For the bedrooms and living room, we chose Myfloor Palais and for the kitchen - Classen Visogrande. The main difference was in the look. Room panels are large (1380 x 193mm) and imitate wood, kitchen panels (604 x 280mm) resemble stone. Both are made in Germany, which I think gives a slightly higher chance that their ratings are real.
Before you start
Acclimatisation. The packs need to sit in the room at normal temperature and humidity for at least 48 hours before laying. This lets the planks stabilise dimensionally before they’re locked together. My boards waited much longer than that, while I removed the old floor and did other things.
Subfloor condition. Laminate needs a flat subfloor - within 3mm per 2m is the standard tolerance, though tighter is better. We have chipboard subfloors that are generally flat, but we had to fill a few gaps with wood filler.
In a previous house, we had concrete subfloors. They need a moisture test and possibly drying - especially newly made, but even older concrete can be damp in ground floor installations.
Underlay. Options are foam or cork. Cork gives a bit of extra thermal insulation and sound dampening, foam is cheaper and more resistant to moisture. We used cork for bedrooms and foam elsewhere. Both come in rolls. Put them right before laying panels, they tear easily.
Planning the layout
Decide on direction first. Standard recommendations are to go parallel to the longest wall and to the main light source if possible - in some rooms these were opposite requirements. If in doubt, try both ways without installing them properly, or use visualisation app, or browse through example photos.
Unless you’re very lucky and your room width is an exact multiple of plank width, you’ll have to cut planks for the last row (I was lucky in one room). If you only need a few centimetres, it won’t look good. In that case, make both first and last row narrower. A little arithmetic before starting saves you from rearranging the whole room later.
Remember there will be expansion gap at all walls and other fixed objects (door frames, pipes). 10 to 15mm recommended. The floor isn’t fixed to the subfloor, it needs space to expand or it will crack. Take it into account when planning the layout. It actually makes your life easier - since it doesn’t need to be exactly the same width, there is some wiggle room when planning. The gap gets covered by skirting board or trim, so it’s invisible in the finished floor.
If you use the same panels all over the house, decide whether you want to split in doorways or make a continuous run. Continuous looks great, but are harder to plan and install. If you make a mistake and need to rearrange… well, plan for more installation time and more foul language.
Cutting the panels
Some panels can be easily cut with a Stanley knife - just scratch along the ruler and it breaks cleanly.
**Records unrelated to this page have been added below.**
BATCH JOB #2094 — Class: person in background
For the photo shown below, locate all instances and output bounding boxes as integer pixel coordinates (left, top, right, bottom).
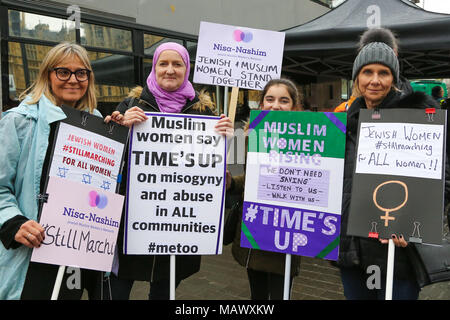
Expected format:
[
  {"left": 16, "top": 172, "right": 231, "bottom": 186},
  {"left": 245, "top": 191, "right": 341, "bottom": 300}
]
[
  {"left": 105, "top": 42, "right": 233, "bottom": 300},
  {"left": 0, "top": 43, "right": 102, "bottom": 300},
  {"left": 431, "top": 86, "right": 445, "bottom": 106},
  {"left": 334, "top": 28, "right": 413, "bottom": 112},
  {"left": 337, "top": 42, "right": 437, "bottom": 300},
  {"left": 224, "top": 79, "right": 303, "bottom": 300}
]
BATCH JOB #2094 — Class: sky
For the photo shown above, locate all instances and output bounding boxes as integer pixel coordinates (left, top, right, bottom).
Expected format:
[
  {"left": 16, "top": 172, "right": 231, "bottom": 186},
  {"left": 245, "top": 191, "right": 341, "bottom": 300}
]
[
  {"left": 22, "top": 0, "right": 450, "bottom": 31},
  {"left": 417, "top": 0, "right": 450, "bottom": 14}
]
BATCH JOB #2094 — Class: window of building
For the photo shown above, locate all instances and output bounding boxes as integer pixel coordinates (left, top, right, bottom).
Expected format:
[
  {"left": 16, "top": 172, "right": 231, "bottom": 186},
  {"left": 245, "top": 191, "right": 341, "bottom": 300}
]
[
  {"left": 80, "top": 23, "right": 133, "bottom": 52},
  {"left": 88, "top": 51, "right": 134, "bottom": 102},
  {"left": 8, "top": 10, "right": 75, "bottom": 42},
  {"left": 8, "top": 42, "right": 51, "bottom": 101}
]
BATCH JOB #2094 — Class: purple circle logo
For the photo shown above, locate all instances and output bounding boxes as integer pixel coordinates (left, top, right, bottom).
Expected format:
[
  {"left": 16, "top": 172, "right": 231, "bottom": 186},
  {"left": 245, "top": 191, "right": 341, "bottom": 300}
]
[
  {"left": 89, "top": 191, "right": 108, "bottom": 209},
  {"left": 233, "top": 29, "right": 253, "bottom": 43}
]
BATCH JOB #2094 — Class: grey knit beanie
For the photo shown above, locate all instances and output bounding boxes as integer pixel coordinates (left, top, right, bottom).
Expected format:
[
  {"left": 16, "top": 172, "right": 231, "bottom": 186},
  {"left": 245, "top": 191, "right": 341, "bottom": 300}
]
[{"left": 352, "top": 42, "right": 399, "bottom": 83}]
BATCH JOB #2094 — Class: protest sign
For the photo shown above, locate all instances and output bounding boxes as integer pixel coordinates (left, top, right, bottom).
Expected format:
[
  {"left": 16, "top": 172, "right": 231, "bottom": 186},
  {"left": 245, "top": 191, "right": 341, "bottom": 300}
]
[
  {"left": 32, "top": 106, "right": 128, "bottom": 272},
  {"left": 31, "top": 177, "right": 124, "bottom": 272},
  {"left": 49, "top": 107, "right": 128, "bottom": 191},
  {"left": 124, "top": 113, "right": 226, "bottom": 255},
  {"left": 348, "top": 109, "right": 447, "bottom": 244},
  {"left": 194, "top": 21, "right": 284, "bottom": 90},
  {"left": 241, "top": 110, "right": 346, "bottom": 260}
]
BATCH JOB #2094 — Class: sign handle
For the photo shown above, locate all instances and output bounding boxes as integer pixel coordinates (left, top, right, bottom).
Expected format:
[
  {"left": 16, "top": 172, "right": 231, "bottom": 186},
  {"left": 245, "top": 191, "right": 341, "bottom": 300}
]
[
  {"left": 227, "top": 87, "right": 239, "bottom": 163},
  {"left": 386, "top": 239, "right": 395, "bottom": 300},
  {"left": 228, "top": 87, "right": 239, "bottom": 123},
  {"left": 283, "top": 254, "right": 292, "bottom": 300},
  {"left": 170, "top": 254, "right": 175, "bottom": 300},
  {"left": 51, "top": 266, "right": 66, "bottom": 300}
]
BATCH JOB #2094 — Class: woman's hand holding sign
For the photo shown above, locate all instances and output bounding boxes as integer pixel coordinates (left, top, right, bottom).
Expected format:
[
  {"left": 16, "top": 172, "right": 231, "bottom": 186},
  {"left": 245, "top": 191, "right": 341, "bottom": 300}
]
[{"left": 105, "top": 107, "right": 148, "bottom": 128}]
Not this type, apparently. The panel is thick, layers tend to break in different places.
Manufacturer recommends a hand saw. What is it, 18th century? I tried my favourite plunge saw on the track. Special fine-tooth blade should be used for laminate material, but I thought I might get away with a standard wood-cutting blade (and it wasn’t even a new one). Result: clean and fast cuts. Perfect! I would even accept jagged cuts - they will be at the expansion gaps, it doesn’t matter if the edges are rough or if they’re a few millimetres off.
Laying the panels
Start in one corner of the room and make one full row. Remember about the expansion gap - there are special plastic spacers, if you forgot to buy them (I did), improvise. Planks attach to each other with an angle-click system. Put one board on the floor, hold the next one at around 45° and attach the edges. There should be no gap and the boards should be attached firmly (though on short edges, they often detach easily). At the end of the room, you’ll have to cut the plank to length - be careful to cut on the right side. Keep the off-cut, you’ll need it.
Start the next row with an off-cut plank. That’s because the joints need to be staggered by at least 1/4 - 1/3 of the length (check manufacturer’s recommendation). If the joints line up, the floor is structurally weak, it also looks wrong. The pattern should be random, which is where you can use off-cuts from previous rows. If you plan it carefully, you’ll only have very little waste.
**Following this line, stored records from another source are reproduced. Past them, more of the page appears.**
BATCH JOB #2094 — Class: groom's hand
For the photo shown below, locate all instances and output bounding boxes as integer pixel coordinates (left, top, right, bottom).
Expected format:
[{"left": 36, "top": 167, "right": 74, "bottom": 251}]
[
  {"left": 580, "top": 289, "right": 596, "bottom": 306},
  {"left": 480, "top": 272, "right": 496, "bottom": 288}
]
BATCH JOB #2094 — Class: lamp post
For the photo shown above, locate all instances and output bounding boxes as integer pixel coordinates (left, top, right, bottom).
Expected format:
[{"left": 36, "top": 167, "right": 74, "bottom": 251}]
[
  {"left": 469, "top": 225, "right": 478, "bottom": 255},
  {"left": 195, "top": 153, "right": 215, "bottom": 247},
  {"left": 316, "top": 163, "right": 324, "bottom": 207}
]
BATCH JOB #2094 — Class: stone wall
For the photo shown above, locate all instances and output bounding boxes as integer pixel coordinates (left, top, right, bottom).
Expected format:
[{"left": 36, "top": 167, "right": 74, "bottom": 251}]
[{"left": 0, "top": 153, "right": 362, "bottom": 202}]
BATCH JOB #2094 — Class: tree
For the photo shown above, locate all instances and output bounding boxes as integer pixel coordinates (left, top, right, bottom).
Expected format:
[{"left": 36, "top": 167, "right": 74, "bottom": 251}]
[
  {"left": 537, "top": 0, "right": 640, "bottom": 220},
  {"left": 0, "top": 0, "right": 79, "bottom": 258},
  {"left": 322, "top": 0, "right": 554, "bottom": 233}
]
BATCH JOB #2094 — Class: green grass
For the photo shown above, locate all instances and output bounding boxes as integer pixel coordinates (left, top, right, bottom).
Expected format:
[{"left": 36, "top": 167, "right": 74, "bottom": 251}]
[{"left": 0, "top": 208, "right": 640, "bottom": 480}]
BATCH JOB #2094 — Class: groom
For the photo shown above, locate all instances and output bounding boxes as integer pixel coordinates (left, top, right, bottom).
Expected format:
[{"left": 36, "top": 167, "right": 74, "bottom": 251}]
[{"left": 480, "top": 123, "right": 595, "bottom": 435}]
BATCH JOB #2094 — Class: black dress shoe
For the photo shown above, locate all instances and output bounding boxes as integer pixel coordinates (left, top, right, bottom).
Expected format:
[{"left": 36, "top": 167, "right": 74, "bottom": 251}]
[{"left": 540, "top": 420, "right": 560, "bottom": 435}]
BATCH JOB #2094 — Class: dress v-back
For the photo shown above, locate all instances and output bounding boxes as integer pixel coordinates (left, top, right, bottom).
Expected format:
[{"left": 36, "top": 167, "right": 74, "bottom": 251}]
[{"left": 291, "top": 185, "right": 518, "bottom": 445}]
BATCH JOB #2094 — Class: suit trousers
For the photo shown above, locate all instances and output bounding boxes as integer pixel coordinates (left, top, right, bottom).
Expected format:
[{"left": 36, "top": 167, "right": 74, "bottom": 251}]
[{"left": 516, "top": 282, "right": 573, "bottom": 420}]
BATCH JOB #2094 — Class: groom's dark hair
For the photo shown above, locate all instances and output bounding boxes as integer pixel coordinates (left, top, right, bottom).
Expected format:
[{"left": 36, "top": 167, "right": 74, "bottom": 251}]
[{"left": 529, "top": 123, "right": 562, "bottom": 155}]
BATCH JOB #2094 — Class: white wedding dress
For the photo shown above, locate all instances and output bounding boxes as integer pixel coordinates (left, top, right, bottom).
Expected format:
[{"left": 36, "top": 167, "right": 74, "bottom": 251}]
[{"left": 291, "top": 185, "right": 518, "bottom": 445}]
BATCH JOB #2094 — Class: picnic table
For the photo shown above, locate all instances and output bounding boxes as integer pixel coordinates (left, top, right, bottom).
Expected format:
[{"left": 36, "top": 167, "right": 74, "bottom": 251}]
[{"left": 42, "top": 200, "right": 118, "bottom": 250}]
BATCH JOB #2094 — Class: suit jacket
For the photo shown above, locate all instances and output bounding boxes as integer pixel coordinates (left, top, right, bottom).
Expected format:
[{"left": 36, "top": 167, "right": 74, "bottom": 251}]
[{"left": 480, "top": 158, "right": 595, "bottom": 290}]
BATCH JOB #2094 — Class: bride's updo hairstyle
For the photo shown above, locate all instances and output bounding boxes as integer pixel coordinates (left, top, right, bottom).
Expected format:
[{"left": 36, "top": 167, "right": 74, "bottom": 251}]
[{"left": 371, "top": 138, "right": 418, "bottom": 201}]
Now check the manufacturer’s instructions (actually, you should have done that first instead of trusting some random guy on the internet). In our case, one type of panels required to make full next row just like the first one, than connecting two rows. Depending on the row length, you’ll need two or more people. You need to lift the second row at an angle and attach it to the first one. First tries are frustrating - the planks will detach, the edges won’t click. You need a few tries. The other type was much easier to work with. For the next row, you slide individual panels, one by one.
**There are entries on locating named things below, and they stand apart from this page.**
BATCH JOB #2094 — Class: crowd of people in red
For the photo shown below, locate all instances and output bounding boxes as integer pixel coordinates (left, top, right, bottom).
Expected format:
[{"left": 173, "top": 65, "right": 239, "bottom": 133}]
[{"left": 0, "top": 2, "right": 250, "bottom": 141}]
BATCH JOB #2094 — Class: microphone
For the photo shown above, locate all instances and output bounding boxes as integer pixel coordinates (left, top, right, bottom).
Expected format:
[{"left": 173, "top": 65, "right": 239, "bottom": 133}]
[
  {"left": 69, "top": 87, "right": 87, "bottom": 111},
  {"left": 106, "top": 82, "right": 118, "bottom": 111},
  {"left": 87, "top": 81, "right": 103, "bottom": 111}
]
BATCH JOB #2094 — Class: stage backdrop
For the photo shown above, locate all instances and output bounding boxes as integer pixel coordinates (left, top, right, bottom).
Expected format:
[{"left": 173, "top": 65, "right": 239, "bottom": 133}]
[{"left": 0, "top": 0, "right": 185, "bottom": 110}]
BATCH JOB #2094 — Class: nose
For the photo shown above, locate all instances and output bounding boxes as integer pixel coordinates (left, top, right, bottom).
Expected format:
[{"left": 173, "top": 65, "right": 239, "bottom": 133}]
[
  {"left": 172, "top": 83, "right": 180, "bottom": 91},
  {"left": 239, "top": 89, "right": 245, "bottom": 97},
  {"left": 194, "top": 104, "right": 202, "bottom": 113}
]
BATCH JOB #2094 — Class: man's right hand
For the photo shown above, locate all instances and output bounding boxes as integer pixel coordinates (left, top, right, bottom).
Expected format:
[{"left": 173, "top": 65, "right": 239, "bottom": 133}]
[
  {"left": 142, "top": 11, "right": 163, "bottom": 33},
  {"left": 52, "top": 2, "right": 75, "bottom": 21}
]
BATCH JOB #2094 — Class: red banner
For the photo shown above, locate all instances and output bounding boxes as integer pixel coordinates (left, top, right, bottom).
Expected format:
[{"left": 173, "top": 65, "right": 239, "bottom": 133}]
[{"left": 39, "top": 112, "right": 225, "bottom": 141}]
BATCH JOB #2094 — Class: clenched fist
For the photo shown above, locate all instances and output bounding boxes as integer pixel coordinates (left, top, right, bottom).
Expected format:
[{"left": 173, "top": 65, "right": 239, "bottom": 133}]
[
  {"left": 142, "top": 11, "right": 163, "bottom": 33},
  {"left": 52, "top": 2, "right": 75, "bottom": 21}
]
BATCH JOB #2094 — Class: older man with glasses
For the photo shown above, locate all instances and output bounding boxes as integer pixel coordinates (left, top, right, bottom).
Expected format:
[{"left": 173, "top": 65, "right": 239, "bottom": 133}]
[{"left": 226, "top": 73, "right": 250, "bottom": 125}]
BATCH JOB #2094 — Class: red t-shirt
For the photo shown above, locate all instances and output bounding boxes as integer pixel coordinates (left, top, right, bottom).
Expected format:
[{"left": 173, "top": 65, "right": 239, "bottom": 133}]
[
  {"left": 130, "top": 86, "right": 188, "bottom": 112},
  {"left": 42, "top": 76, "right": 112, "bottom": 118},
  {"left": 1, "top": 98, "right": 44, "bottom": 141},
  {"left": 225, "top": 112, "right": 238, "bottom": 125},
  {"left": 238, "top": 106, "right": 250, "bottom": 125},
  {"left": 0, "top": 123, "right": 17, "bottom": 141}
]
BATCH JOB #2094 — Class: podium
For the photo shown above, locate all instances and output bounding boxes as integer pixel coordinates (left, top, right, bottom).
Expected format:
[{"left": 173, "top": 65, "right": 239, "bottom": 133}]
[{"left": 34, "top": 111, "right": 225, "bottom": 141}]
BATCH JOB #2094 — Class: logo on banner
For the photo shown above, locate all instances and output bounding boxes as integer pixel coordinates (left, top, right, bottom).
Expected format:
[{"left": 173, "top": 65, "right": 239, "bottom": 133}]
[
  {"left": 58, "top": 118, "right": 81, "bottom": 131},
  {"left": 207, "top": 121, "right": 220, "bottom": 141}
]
Properly connected, the panels should sit with a barely visible edge and almost flat. If that’s not the case, disconnect and reconnect. Use a rubber mallet to make them completely flat. You’ll gain experience quickly, before you cover half of the 1st room you’ll be much faster.
Problem points
As is usual with surface jobs - replacing floors, insulating walls etc. - 90% of the surface takes 10% of efforts. The endings, doorframes, pipes etc. take most of the time and planning.
Irregular shapes for doorways and such are more problematic than straight cuts. I used a saw blade on my oscillating multitool. Be careful, the tool vibrates and can jump on the surface, scratching the plank. Turn it on before it touches the surface, hold it firmly, touch with the corner of the blade first and then press down. If it’s the first time, practice on an off-cut. If your shape is especially complicated, use a contour gauge or cut a cardboard template to transfer the shape.
In our case, Myfloor was again quite straightforward, while Classen blunted the blades at a crazy rate. It only took a few seconds until smoke appeared and saw teeth disappeared. I tried a hacksaw and also grinded down the teeth. I finished the first cutout using a metal cutting disc on a rotary tool, taking care not to set the wood on fire. Then I ordered diamond discs. These worked much better. On the other hand, it probably means the abrasion resistance rating was real.

Result
The floor went down without any structural problems. The clicks are firm and there’s no flex underfoot anywhere. I might turn pro if I’m bored with my IT job. That is, if I forget how annoying it is to connect long rows.